At the end of October 2024, after unsuccessful attempts to raise more money from investors, the company ceased operations, laying off the majority of staff and entering administration.

==Research==
===Skylon===

The proposed Skylon spacecraft

Skylon was a design for a single-stage-to-orbit combined-cycle-powered orbital spaceplane.

===SABRE===

Skylon, and the SABRE engine by which it was to be powered, were being developed as a private venture which aimed to overcome the obstacles that were imposed on further HOTOL development due to the British government classifying the HOTOL engine as an official secret, and keeping the engine design classified for many years afterward.

The company's development effort was focused on developing a ground demonstration of the SABRE air-breathing core, with additional funding gained from the sale of consultancy and spin-off applications from its heat exchanger expertise.

In February 2009, the European Space Agency announced that it was partially funding work on Skylon's engine to produce technology demonstrations by 2011. With this funding, Reaction Engines completed a non-frosting sub-zero heat exchanger demonstration program, Bristol University developed the STRICT expansion/deflection nozzle, and DLR completed an oxidiser-cooled combustion chamber demonstration. Reaction claimed this work moved the Skylon project to a TRL of 4/5.

In July 2016, at the Farnborough Air Show, Reaction Engines announced £60 million in funds from the UK Space Agency and ESA to create a ground-based SABRE demonstration engine by 2020.
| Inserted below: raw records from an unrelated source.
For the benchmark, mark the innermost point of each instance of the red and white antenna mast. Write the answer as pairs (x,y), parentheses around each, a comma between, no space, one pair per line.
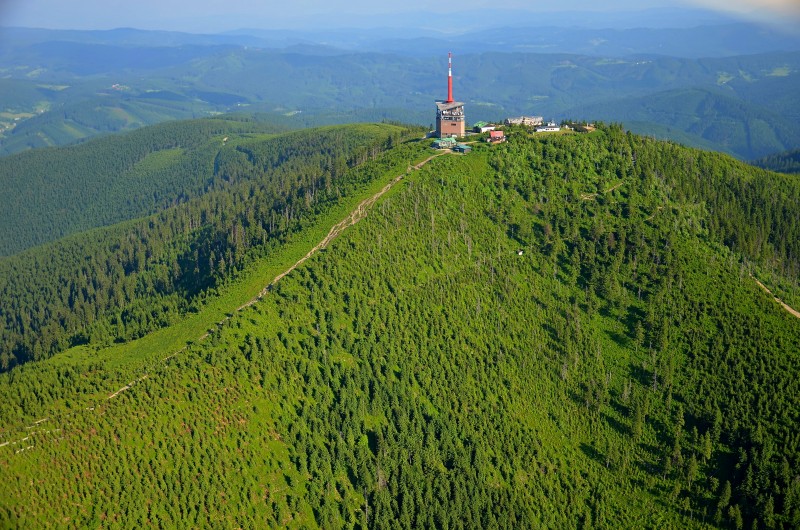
(449,78)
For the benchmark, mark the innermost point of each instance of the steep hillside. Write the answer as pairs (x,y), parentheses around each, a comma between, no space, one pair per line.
(705,118)
(47,194)
(546,333)
(224,200)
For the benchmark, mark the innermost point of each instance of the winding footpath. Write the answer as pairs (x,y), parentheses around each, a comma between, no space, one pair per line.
(355,216)
(786,306)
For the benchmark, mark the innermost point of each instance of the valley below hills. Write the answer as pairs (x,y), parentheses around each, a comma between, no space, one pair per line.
(340,327)
(741,98)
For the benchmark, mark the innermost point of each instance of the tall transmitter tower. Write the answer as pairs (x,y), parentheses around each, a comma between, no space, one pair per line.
(449,114)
Commenting on work undertaken at TF2 in Colorado, in April 2019, Reaction Engines announced that it had successfully tested the precooler technology for supersonic conditions needed to prevent the engine from melting, and in October 2019, Reaction announced that it successfully validated its precooler for hypersonic (Mach 5) conditions.

==United States==

In January 2014, Reaction entered into a Cooperative research and development agreement (CRADA) with the United States Air Force Research Laboratory (AFRL) to assess and develop SABRE technology.

In 2015 AFRL announced their analysis "confirmed the feasibility and potential performance of the SABRE engine cycle". However they felt SSTO as a first application was a very high risk development path and proposed that a Two Stage to Orbit (TSTO) vehicle was a more realistic first step.
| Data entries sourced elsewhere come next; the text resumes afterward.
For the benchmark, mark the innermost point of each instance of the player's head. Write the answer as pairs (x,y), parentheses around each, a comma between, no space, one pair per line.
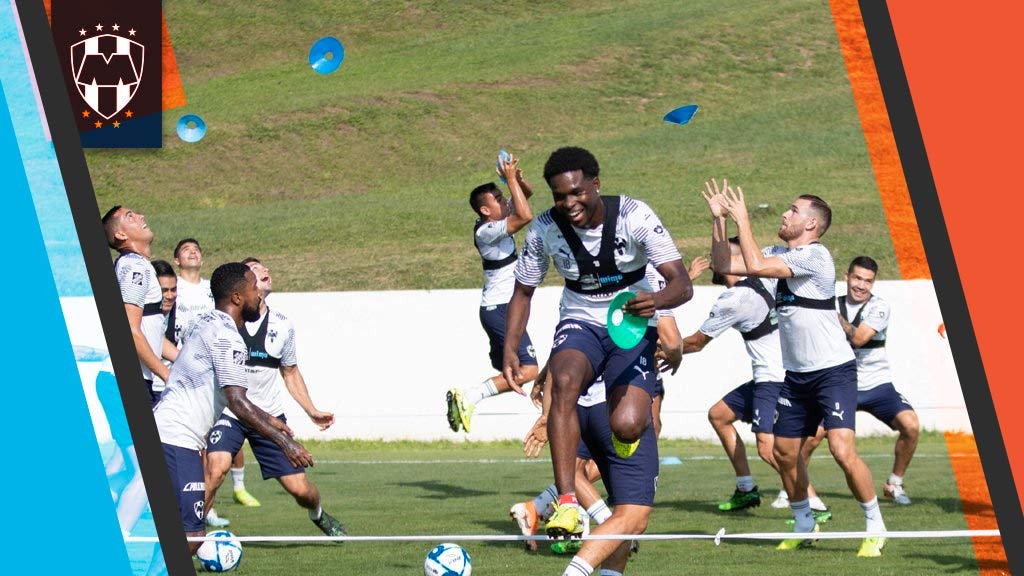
(860,279)
(126,229)
(729,280)
(808,215)
(233,287)
(264,283)
(188,254)
(168,284)
(487,203)
(572,174)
In 2016 AFRL released two TSTO concepts using SABRE in the first stage: The first 150 ft long carrying an expendable upper stage in an underside opening cargo bay capable of delivering around 5000 lb to an orbit of 100 nmi, the second 190 ft long carrying a reusable spaceplane on its back, capable of delivering around 20000 lb to an orbit of 100 nmi.

In March 2017, Reaction announced the formation of an American subsidiary, Reaction Engines Inc (REI), led by Adam Dissel in Castle Rock, Colorado.
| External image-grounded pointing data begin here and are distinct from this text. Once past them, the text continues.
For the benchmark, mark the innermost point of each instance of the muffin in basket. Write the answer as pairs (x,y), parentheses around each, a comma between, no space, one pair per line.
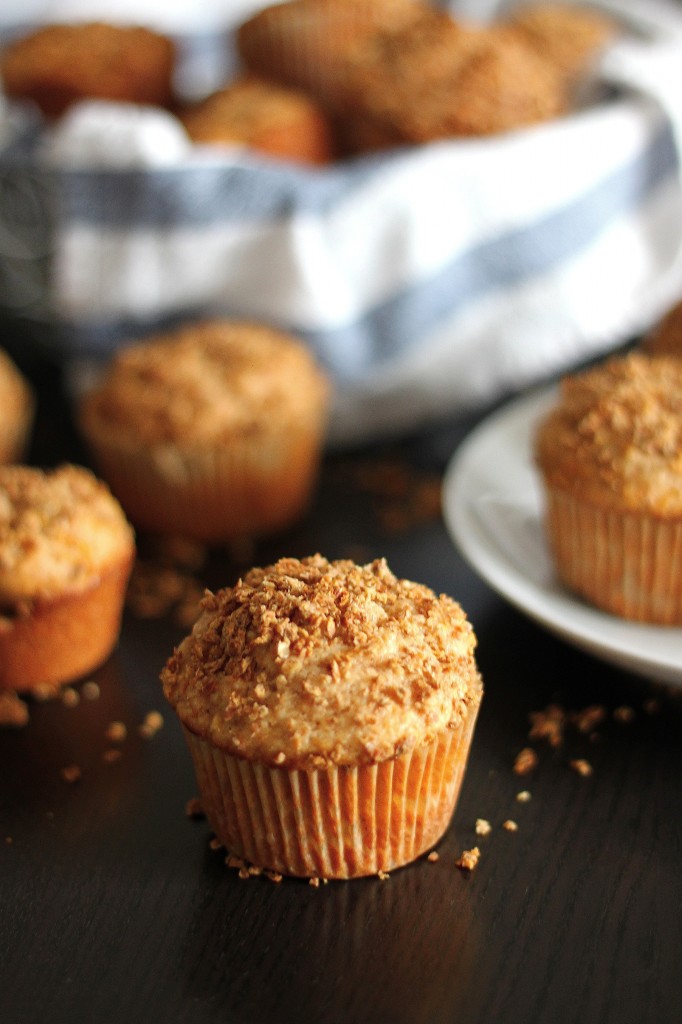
(272,119)
(16,407)
(212,431)
(437,79)
(58,65)
(66,555)
(609,455)
(329,709)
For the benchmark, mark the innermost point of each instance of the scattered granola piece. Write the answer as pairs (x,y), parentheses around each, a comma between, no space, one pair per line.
(194,808)
(90,690)
(13,711)
(70,696)
(154,721)
(525,761)
(71,773)
(468,859)
(116,732)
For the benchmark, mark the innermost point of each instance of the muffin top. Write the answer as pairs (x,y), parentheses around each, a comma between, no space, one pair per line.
(614,436)
(58,530)
(309,663)
(207,383)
In September 2017, REI announced a contract from DARPA to test a Reaction precooler test article "HTX" at temperatures exceeding 1000 C, previous precooler tests focusing on frost control having been conducted from ambient temperature.

==Other studies==
===LAPCAT A2===

On 5 February 2008, the company announced it had designed a passenger plane to the concept stage. The LAPCAT A2 would be capable of flying, non-stop, halfway around the world at hypersonic speed (Mach 5+).

The engine, SCIMITAR, has precooler technology which is somewhat similar to SABRE, but does not have the rocket features, and was optimized for higher efficiency for atmospheric flight.

===Passenger Module for Skylon===
Although Skylon was designed to only launch and retrieve satellites, and would be uncrewed, Reaction Engines Ltd. proposed a passenger module in the payload bay of the Reaction Engines Skylon spaceplane.

The passenger module was sized to fit in the payload bay, and early designs could carry up to 24 passengers and 1 crew. There was an ISS-type docking port and airlock as the central feature. There were two ground entry doors that align with the doors on the side of the Skylon payload bay to allow easy ground access to the cabin. The doors were fitted with conventional inflatable chutes for passengers to escape in case of any ground emergency. There could have been Space Shuttle-type windows on the roof of the module for passengers to enjoy the view in space. There was also a washroom and hygienic facilities provided in the cabin.

Further studies refined the concept, with an initial configuration to be fitted with five ejector seats, for four passengers and one crew, similar to the first four Space Shuttle spaceflights. Once the passenger module was fully certified, the ejection seats would be removed and there would be 16 upright seats installed for a short stay in space (<14 days) and four supine seats for a long stay in space (>14 days). An upright seat would also be provided for the crew. There were also life support systems under the cabin floor, equipment bays, and cargo holds.

===Orbital Base Station===
The Orbital Base Station (OBS) was a concept of a future, expandable space station to serve as an integral part of a future space transportation system and also in the maintenance and construction of future crewed Moon and Mars spacecraft.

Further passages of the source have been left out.